Chinese politician (1928–2019)

Hu Maozhou (胡懋洲; April 1928 – 5 July 2019) was a Chinese politician. He served as Mayor of Chengdu, the capital of Sichuan province, from 1981 to 1988. He was also a delegate to the 7th and 8th National People's Congresses.

== Biography ==
Hu was born in April 1928 in Taihe County, Jiangxi, Republic of China. He attended National Central University in Nanjing.

Hu joined the work force in June 1949 and the Chinese Communist Party in March 1950. He worked in the Chongqing Railway Bureau and later Sichuan Chemical Factory, eventually rising to head of the factory.

In December 1980, Hu was appointed party secretary (then under first party secretary) of Chengdu, the capital of Sichuan province.
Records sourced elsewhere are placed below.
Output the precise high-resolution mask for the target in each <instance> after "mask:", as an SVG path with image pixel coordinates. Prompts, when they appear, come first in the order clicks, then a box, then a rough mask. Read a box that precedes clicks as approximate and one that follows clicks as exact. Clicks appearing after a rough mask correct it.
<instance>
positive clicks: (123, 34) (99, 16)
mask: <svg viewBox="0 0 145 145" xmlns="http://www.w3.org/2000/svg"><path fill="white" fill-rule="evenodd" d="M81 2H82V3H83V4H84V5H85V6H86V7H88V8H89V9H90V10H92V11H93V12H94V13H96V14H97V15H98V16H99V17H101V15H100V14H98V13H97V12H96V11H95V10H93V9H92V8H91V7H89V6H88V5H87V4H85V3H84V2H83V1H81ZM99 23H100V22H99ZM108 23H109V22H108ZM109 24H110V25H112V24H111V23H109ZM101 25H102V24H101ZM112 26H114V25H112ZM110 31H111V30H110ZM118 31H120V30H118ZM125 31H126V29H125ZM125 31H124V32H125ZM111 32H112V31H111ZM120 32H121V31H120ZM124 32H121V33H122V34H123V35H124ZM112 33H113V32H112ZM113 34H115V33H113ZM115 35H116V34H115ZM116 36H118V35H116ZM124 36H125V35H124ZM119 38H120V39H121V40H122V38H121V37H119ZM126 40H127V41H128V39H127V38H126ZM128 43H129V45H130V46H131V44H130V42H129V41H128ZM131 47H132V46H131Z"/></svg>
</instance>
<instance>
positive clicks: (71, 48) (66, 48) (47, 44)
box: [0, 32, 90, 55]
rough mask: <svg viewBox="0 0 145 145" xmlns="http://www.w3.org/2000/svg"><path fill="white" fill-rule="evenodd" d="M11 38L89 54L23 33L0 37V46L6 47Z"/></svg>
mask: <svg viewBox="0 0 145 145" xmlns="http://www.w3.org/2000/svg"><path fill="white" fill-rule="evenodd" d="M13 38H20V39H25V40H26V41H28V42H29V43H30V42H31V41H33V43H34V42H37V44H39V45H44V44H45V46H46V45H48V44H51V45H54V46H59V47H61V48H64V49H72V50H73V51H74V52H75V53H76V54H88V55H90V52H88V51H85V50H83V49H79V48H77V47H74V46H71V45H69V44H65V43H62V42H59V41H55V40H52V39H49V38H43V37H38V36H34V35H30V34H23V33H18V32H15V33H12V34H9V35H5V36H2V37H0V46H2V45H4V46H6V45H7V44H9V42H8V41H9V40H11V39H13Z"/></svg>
In September 1981, he was appointed Mayor of Chengdu, serving until October 1988. His tenure encompassed a key period during the reform and opening era, when Chengdu, along with the rest of China, was experiencing a transition from a planned economy to a market economy.

From November 1988 to November 1993, Hu served as Chairman of the Chengdu People's Congress. He was also a delegate to the 7th National People's Congress and the 8th National People's Congress. He retired in March 1994.

Hu died on 5 July 2019 in Chengdu, at the age of 91.